Study Protocol Patients were sedated with midazolan and fentanyl (score of -4 to -5 in the Richmond Agitation Sedation Scale)and ventilated in controlled pressure or controlled volume mode (Servo I system v.12 or Servo 900 C, Siemens, Sweden) with VT < 8 ml/kg IBW (51 + 0.9[height in cm- 152.9] for men and 45.5 + 0.91[height in cm- 152.9] for women). Ventilatory and hemodynamic variables were measured before and after FC with the patients in a supine position. Zero pressure was measured at the midaxillary line. The correct position of the pulmonary artery catheter in West's zone 3 was checked as described in the literature.

Fluid challenge was performed with 1000 ml 0.9% saline solution or lactated Ringer's solution (n=36) or 500 ml hydroxy-ethyl-starch solution 6% 130/0.4 for 30 minutes (n=2).

Hemodynamic Parameters

Variations in arterial pulse pressure were visualized on bedside monitors (HP S66 and PHILIPS IntelliVue, MP60, Germany) and measured with the cursor for each of 5 breathing cycles. ΔRESPPP was calculated using the following equation:

ΔRESPPP (%) = 100 x (PPmax - PPmin) / [(PPmax + PPmin)/2]

where PPmax and PPmin are the maximal pulse pressure at inspiration and the pulse pressure obtained on expiration, respectively.

A pulmonary artery catheter (Edwards Healthcare, Irvine, CA) was used to measure cardiac output according to the thermal dilution method (3 injections of 10ml 0.9% saline solution), systolic, diastolic and mean pulmonary arterial pressures, pulmonary artery occlusion pressure (PAOP, mmHg), central venous pressure (CVP, mmHg), and mixed venous saturation (SvO2). Mean arterial pressure (MAP, mmHg), measured using the arterial line, and heart rate (HR, bpm) were also recorded. All measurements were made at the end of expiration, before and after FC. Patients were defined as fluid responders when cardiac index increased at least 15% of baseline value.

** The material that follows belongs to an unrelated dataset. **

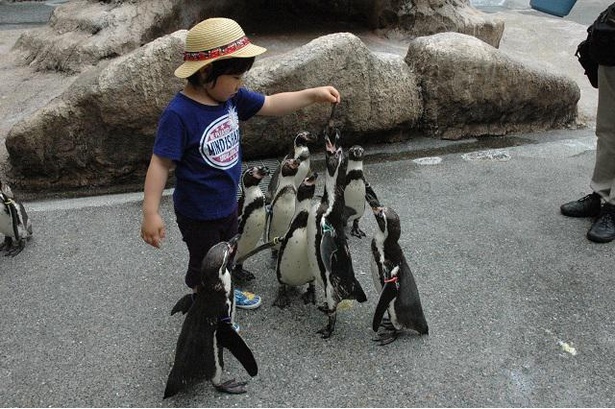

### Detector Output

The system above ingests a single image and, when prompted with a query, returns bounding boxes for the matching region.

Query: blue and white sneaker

Ventilation Parameters The following ventilatory parameters were measured: inspiratory and expiratory tidal volume, respiratory rate (RR), plateau pressure (cmH2O), peak pressure (cmH2O), total positive end-expiratory pressure (PEEPtot), static compliance (Cst) and driving pressure (DP= Pplat-PEEP). All measurements were made before and after FC.

Statistical Analysis Sample size was defined as 38 patients for estimation of the correlation between CI and ΔRESPPP 0.5 (moderate to high magnitude), with a level of significance of 0.05 and power of 90%.

The effects of FC on hemodynamic parameters were assessed using a paired Student's t-test for normally distributed variables or a nonparametric Wilcoxon Signed Rank test for non-normally distributed variables. The comparison of hemodynamic parameters between both groups at baseline and after FC was assessed using a two sample Student's t-test or a nonparametric Mann-Whitney U test. Results were expressed as mean values±SD or median (25-75 percentiles).

Receiver operating characteristic (ROC) curves were constructed to evaluate the ability of ΔRESPPP, ΔRESPPP/DP, CVP and PAOP to predict fluid responsiveness. The best cut-off value for ΔRESPPP ROC curve was determined for the entire population. In addition, measures of diagnostic performance were calculated: sensitivity, specificity, predictive values and likelihood ratio. Linear correlations were tested using the Spearman rank method. Data were analyzed using SPSS 15.0. A p value <0.05 was considered significant.